If we only care about the country and the points, do we need to work with this entire table?

In [None]:
# Select relevant columns
country_points = data_with_points.select("Team", "Points")

Now, how do we find the total amount of points scored by each country?

In [None]:
# Group by country
scores = ...

scores = scores.relabeled(...)

scores.sort("Points", descending=True)

We may need to change "Team" to "NOC"... why is that?

Cool!  Look's like we're at the top :)

What happens if we change our function to weight the medals differently?

# What are the points of the top 5 countries over time?
---

This one might be a doozy, so let's work through it together.

First, let's start by choosing 5 countries and only working with their data.  This will make things a bit more manageable.  Just as we found out before, we should use NOC.

In [None]:
included_countries = ["USA", "CHN", "RUS", "GBR", "GER"]
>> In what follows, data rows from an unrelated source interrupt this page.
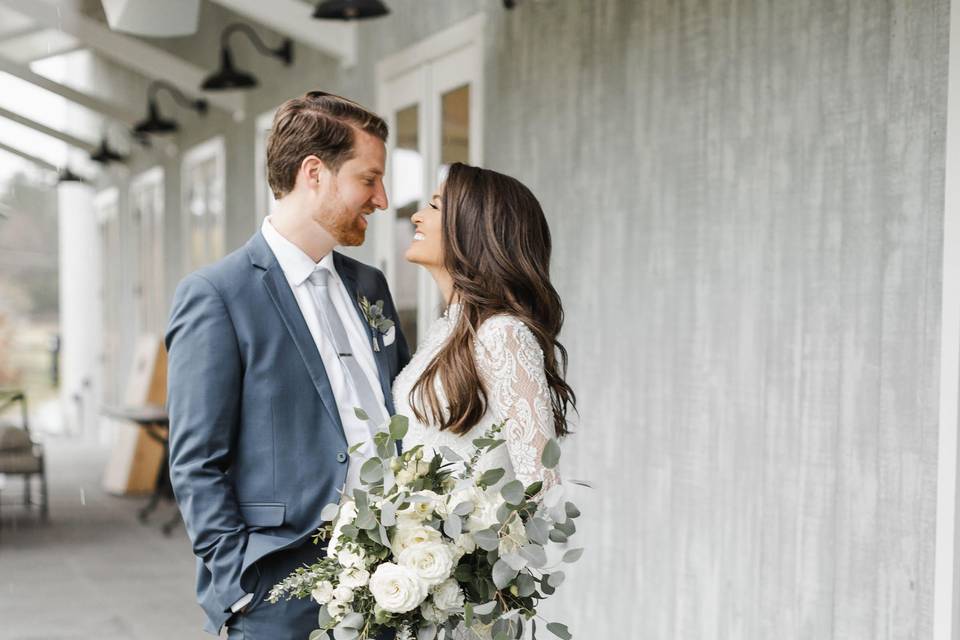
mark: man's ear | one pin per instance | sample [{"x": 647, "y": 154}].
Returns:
[{"x": 312, "y": 171}]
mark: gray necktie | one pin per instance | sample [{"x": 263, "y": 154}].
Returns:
[{"x": 330, "y": 319}]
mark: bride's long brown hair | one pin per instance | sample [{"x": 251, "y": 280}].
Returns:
[{"x": 496, "y": 248}]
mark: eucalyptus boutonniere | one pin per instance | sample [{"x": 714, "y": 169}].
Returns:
[{"x": 375, "y": 318}]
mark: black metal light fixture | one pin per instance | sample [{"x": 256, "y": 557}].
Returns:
[
  {"x": 154, "y": 122},
  {"x": 350, "y": 9},
  {"x": 105, "y": 155},
  {"x": 66, "y": 175},
  {"x": 226, "y": 77}
]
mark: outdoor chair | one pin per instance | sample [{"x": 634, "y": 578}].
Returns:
[{"x": 20, "y": 455}]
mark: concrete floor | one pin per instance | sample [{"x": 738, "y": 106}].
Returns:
[{"x": 93, "y": 571}]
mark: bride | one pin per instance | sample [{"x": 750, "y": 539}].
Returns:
[{"x": 493, "y": 356}]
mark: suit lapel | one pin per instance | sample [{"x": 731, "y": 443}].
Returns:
[
  {"x": 279, "y": 291},
  {"x": 349, "y": 276}
]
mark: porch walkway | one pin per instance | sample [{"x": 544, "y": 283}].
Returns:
[{"x": 93, "y": 571}]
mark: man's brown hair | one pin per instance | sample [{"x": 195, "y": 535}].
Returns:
[{"x": 319, "y": 124}]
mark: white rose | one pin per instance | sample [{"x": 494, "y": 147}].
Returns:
[
  {"x": 343, "y": 594},
  {"x": 396, "y": 589},
  {"x": 484, "y": 513},
  {"x": 448, "y": 596},
  {"x": 432, "y": 561},
  {"x": 322, "y": 593},
  {"x": 354, "y": 577},
  {"x": 338, "y": 609},
  {"x": 407, "y": 536}
]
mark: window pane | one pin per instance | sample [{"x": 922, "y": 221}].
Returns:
[{"x": 407, "y": 171}]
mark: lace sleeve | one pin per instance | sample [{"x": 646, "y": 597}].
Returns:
[{"x": 510, "y": 362}]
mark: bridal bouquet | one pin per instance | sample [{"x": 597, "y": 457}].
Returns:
[{"x": 434, "y": 547}]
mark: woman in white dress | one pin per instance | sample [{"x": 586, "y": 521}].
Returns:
[{"x": 493, "y": 356}]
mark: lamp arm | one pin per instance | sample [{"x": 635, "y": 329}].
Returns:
[{"x": 258, "y": 43}]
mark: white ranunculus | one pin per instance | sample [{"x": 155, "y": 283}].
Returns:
[
  {"x": 343, "y": 594},
  {"x": 448, "y": 596},
  {"x": 354, "y": 577},
  {"x": 397, "y": 589},
  {"x": 407, "y": 536},
  {"x": 322, "y": 593},
  {"x": 513, "y": 538},
  {"x": 338, "y": 609},
  {"x": 432, "y": 561},
  {"x": 352, "y": 556},
  {"x": 485, "y": 511}
]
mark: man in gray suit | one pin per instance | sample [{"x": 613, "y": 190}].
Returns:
[{"x": 270, "y": 352}]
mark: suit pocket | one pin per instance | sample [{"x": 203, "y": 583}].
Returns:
[{"x": 263, "y": 514}]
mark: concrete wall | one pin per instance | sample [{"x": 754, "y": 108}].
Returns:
[{"x": 746, "y": 201}]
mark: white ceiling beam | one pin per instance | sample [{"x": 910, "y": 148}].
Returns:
[
  {"x": 73, "y": 141},
  {"x": 40, "y": 162},
  {"x": 129, "y": 52},
  {"x": 295, "y": 20},
  {"x": 108, "y": 109}
]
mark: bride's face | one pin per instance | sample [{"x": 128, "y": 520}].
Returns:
[{"x": 426, "y": 249}]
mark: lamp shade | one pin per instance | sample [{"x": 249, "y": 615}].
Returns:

We have already added points to the entire dataset based on the Medal placement, so let's just get our countries from that `data_with_points` table.

In [None]:
# We might be tempted to use where,
countries = data_with_points.where("NOC", are.in(included_countries))
# But such a predicate does not exist.

In [None]:
# We ran into this before... we can use what instead?
inc_countries = ...

countries = ...

countries

Since our data is time-specific, we should make sure that we're keeping it sorted by date.

In [None]:
countries = countries.sort("Year")
countries

We should also limit our data to just what we want.

In [None]:
countries = countries.select("Year", "NOC", "Points")
countries

Now we get to try out a handy-dandy new method that we learned recently: `.groups`.

This takes multiple column names and gives us every unique row of Col_1 and Col_2.
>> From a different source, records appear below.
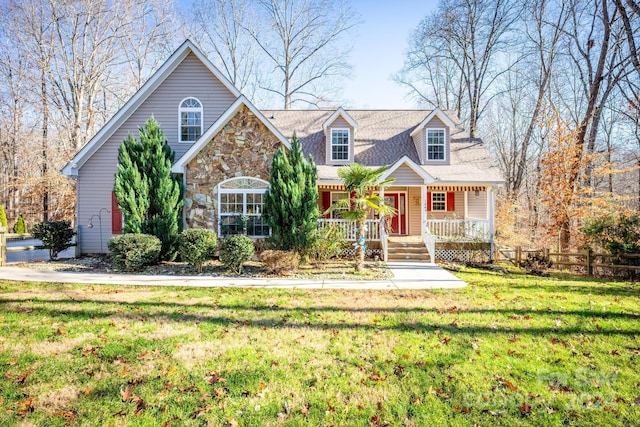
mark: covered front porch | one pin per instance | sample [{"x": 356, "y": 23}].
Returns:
[{"x": 428, "y": 211}]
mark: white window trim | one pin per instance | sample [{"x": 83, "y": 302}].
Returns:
[
  {"x": 244, "y": 191},
  {"x": 334, "y": 214},
  {"x": 426, "y": 144},
  {"x": 445, "y": 201},
  {"x": 348, "y": 159},
  {"x": 180, "y": 110}
]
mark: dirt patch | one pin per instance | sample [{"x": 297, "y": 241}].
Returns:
[
  {"x": 49, "y": 348},
  {"x": 60, "y": 398},
  {"x": 168, "y": 329}
]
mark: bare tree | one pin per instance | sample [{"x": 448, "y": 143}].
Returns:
[
  {"x": 470, "y": 35},
  {"x": 219, "y": 27},
  {"x": 305, "y": 40},
  {"x": 629, "y": 11}
]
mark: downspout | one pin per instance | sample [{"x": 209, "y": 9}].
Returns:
[
  {"x": 492, "y": 209},
  {"x": 383, "y": 231}
]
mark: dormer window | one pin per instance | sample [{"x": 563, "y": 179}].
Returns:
[
  {"x": 340, "y": 144},
  {"x": 435, "y": 144},
  {"x": 190, "y": 120}
]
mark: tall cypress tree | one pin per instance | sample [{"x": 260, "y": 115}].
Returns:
[
  {"x": 3, "y": 217},
  {"x": 149, "y": 196},
  {"x": 291, "y": 203}
]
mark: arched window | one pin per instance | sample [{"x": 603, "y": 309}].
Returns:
[
  {"x": 240, "y": 207},
  {"x": 190, "y": 120}
]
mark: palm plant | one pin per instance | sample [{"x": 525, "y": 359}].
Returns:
[{"x": 363, "y": 185}]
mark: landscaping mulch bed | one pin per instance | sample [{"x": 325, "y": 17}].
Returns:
[{"x": 329, "y": 269}]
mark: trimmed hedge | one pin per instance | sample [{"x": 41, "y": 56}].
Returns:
[
  {"x": 196, "y": 245},
  {"x": 55, "y": 235},
  {"x": 235, "y": 251},
  {"x": 132, "y": 252},
  {"x": 278, "y": 262}
]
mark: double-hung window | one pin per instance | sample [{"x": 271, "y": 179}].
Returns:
[
  {"x": 340, "y": 144},
  {"x": 190, "y": 120},
  {"x": 435, "y": 144},
  {"x": 241, "y": 204},
  {"x": 438, "y": 201}
]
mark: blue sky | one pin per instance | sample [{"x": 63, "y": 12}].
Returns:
[{"x": 379, "y": 50}]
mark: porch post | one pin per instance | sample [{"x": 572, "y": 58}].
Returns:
[
  {"x": 383, "y": 232},
  {"x": 423, "y": 208},
  {"x": 491, "y": 204},
  {"x": 492, "y": 207}
]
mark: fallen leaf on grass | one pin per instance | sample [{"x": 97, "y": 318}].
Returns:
[
  {"x": 67, "y": 415},
  {"x": 525, "y": 408},
  {"x": 214, "y": 378},
  {"x": 119, "y": 360},
  {"x": 25, "y": 406},
  {"x": 200, "y": 412},
  {"x": 125, "y": 394},
  {"x": 305, "y": 409},
  {"x": 144, "y": 355}
]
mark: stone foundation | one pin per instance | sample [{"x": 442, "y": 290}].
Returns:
[{"x": 244, "y": 147}]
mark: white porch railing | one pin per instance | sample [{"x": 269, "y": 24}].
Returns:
[
  {"x": 459, "y": 229},
  {"x": 348, "y": 228},
  {"x": 430, "y": 242}
]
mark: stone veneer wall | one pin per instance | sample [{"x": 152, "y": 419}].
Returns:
[{"x": 244, "y": 147}]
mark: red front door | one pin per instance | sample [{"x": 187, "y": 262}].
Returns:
[{"x": 398, "y": 221}]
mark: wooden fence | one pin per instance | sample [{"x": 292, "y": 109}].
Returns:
[{"x": 585, "y": 260}]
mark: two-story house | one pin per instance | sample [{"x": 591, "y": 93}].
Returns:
[{"x": 444, "y": 182}]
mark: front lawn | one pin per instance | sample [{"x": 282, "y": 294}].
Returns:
[{"x": 506, "y": 350}]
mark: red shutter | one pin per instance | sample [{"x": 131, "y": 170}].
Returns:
[
  {"x": 451, "y": 202},
  {"x": 116, "y": 215},
  {"x": 326, "y": 202}
]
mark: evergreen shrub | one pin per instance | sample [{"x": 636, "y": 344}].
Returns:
[
  {"x": 196, "y": 245},
  {"x": 3, "y": 217},
  {"x": 235, "y": 251},
  {"x": 20, "y": 227},
  {"x": 56, "y": 236},
  {"x": 134, "y": 251}
]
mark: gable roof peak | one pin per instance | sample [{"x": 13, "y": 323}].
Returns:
[
  {"x": 160, "y": 75},
  {"x": 437, "y": 112},
  {"x": 339, "y": 112},
  {"x": 180, "y": 164}
]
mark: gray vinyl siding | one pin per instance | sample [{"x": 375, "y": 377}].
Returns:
[
  {"x": 418, "y": 141},
  {"x": 404, "y": 175},
  {"x": 339, "y": 123},
  {"x": 95, "y": 177},
  {"x": 477, "y": 205},
  {"x": 436, "y": 123}
]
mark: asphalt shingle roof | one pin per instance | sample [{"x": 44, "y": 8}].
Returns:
[{"x": 382, "y": 138}]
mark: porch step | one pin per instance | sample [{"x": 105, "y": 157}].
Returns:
[{"x": 407, "y": 249}]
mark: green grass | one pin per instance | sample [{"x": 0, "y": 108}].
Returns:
[{"x": 506, "y": 350}]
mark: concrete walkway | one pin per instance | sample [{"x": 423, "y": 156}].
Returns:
[{"x": 407, "y": 275}]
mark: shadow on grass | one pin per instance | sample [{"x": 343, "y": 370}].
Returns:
[{"x": 284, "y": 317}]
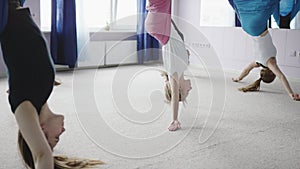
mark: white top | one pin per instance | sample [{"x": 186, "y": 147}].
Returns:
[
  {"x": 264, "y": 49},
  {"x": 175, "y": 56}
]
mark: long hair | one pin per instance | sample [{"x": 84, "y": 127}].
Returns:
[
  {"x": 60, "y": 162},
  {"x": 266, "y": 75}
]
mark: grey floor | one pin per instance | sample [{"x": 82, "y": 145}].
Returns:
[{"x": 118, "y": 115}]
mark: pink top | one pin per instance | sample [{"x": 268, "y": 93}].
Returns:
[{"x": 158, "y": 21}]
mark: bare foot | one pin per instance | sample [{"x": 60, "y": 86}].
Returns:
[
  {"x": 295, "y": 97},
  {"x": 57, "y": 83},
  {"x": 175, "y": 125}
]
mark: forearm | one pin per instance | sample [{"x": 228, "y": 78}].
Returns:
[{"x": 243, "y": 74}]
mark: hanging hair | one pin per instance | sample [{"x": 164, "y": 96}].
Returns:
[
  {"x": 167, "y": 88},
  {"x": 60, "y": 162},
  {"x": 266, "y": 75}
]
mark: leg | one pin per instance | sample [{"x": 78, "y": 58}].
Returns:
[
  {"x": 175, "y": 102},
  {"x": 28, "y": 122},
  {"x": 245, "y": 72},
  {"x": 275, "y": 69}
]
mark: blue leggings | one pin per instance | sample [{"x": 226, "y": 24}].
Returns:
[{"x": 254, "y": 14}]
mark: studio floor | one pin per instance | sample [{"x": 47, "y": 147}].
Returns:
[{"x": 119, "y": 115}]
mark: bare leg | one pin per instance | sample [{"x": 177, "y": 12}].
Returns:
[
  {"x": 272, "y": 65},
  {"x": 175, "y": 102},
  {"x": 28, "y": 122},
  {"x": 245, "y": 72}
]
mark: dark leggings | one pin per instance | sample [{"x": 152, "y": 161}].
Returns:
[{"x": 30, "y": 68}]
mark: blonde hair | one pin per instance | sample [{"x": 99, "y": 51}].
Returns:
[
  {"x": 266, "y": 75},
  {"x": 60, "y": 162},
  {"x": 167, "y": 88}
]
For example, let's try out `.groups` on a simple table first.

In [None]:
tbl = Table().with_columns(
    "Alph", ["A", "A", "A", "B", "B", "C"],
    "Numb", [1, 2, 3, 4, 4, 1],
    "Data_1", [5.8, 2.6, 4.4, 9.8, 10.2, 4.3],
    "Data_2", ["yellow", "blue", "red", "blue", "green", "red"]
)

tbl

In [None]:
tbl.groups(["Alph", "Numb"])

Alrighty, back to our Olympics data!

For every year we want every NOC.  So, the columns that we pass into `.groups` should probably be those.
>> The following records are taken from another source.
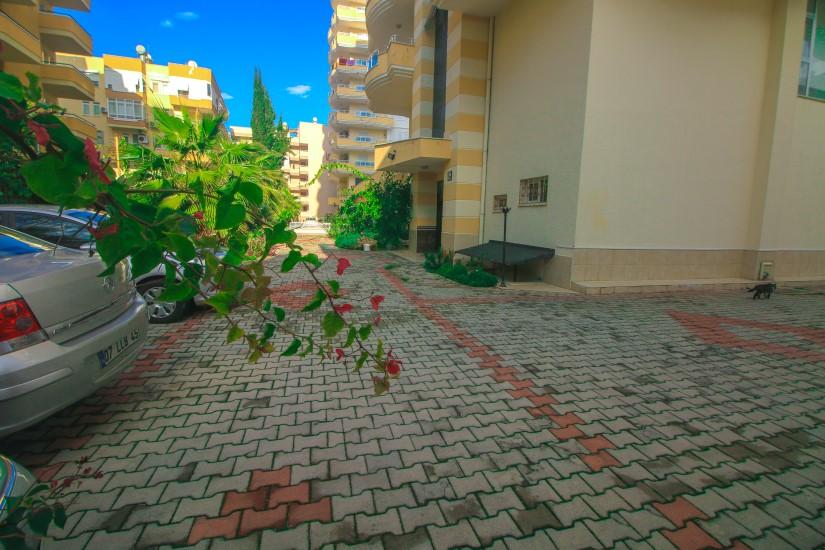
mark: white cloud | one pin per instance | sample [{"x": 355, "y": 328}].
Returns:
[
  {"x": 187, "y": 15},
  {"x": 301, "y": 90}
]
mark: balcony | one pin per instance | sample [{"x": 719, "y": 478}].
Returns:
[
  {"x": 386, "y": 18},
  {"x": 63, "y": 34},
  {"x": 79, "y": 126},
  {"x": 413, "y": 155},
  {"x": 19, "y": 44},
  {"x": 77, "y": 5},
  {"x": 66, "y": 81},
  {"x": 483, "y": 8},
  {"x": 389, "y": 80},
  {"x": 340, "y": 119}
]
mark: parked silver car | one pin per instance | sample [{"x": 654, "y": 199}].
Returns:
[
  {"x": 64, "y": 331},
  {"x": 70, "y": 229}
]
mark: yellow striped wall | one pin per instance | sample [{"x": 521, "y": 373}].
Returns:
[{"x": 467, "y": 48}]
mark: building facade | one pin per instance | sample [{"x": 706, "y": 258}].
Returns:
[
  {"x": 353, "y": 127},
  {"x": 128, "y": 88},
  {"x": 644, "y": 155},
  {"x": 31, "y": 35}
]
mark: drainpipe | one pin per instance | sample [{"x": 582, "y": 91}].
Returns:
[{"x": 487, "y": 107}]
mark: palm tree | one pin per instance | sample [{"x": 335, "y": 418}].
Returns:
[{"x": 197, "y": 156}]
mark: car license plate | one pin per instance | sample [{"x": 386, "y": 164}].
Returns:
[{"x": 107, "y": 355}]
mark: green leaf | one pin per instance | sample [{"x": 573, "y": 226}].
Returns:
[
  {"x": 222, "y": 302},
  {"x": 252, "y": 192},
  {"x": 235, "y": 334},
  {"x": 10, "y": 87},
  {"x": 350, "y": 337},
  {"x": 39, "y": 520},
  {"x": 229, "y": 214},
  {"x": 316, "y": 302},
  {"x": 146, "y": 260},
  {"x": 332, "y": 323},
  {"x": 292, "y": 349},
  {"x": 291, "y": 261},
  {"x": 182, "y": 246}
]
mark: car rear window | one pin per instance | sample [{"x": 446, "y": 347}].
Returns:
[{"x": 10, "y": 247}]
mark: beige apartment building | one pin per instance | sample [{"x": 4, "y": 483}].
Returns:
[
  {"x": 353, "y": 129},
  {"x": 649, "y": 143},
  {"x": 31, "y": 34},
  {"x": 306, "y": 155},
  {"x": 126, "y": 89}
]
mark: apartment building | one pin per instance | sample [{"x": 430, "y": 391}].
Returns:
[
  {"x": 31, "y": 34},
  {"x": 353, "y": 128},
  {"x": 648, "y": 144},
  {"x": 127, "y": 88}
]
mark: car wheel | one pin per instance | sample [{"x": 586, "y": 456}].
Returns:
[{"x": 161, "y": 312}]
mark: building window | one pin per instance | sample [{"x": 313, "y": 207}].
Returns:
[
  {"x": 812, "y": 74},
  {"x": 499, "y": 203},
  {"x": 126, "y": 109},
  {"x": 533, "y": 191}
]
For every year and NOC we probably want the total amount of points that country got that year.  What collection function should we use?

In [None]:
points = countries...
points

What is a better way to view this table?

In [None]:
# What if we want a "Year" column, and then a column for every NOC?

# Then, we want the values to be the total points for that year for that NOC.

# Does this layout sound familiar to something?
points = countries...
points

Now, how do we get the total points *so far* of each country?  Let's move outside of the table for now, and work with numpy a bit.

In [None]:
# Let's get the total points so far for each year for China.
np...

So, let's replace each column in our table with the cumulative sum data like we just calculated!

In [None]:
chn = np...(points.column("CHN"))
usa = np...(points.column("USA"))
rus = np...(points.column("RUS"))
gbr = np...(points.column("GBR"))
ger = np...(points.column("GER"))

In [None]:
points = points.with_columns([
    "CHN", chn,
    "USA", usa,
    "RUS", rus,
    "GBR", gbr,
    "GER", ger
])

points

And finally, we plot!  We want to plot cumulative score for each country over time.

What type of plot would work best here—for time-based data?

In [None]:
...

# This will be posted online.  Best of luck on the midterm!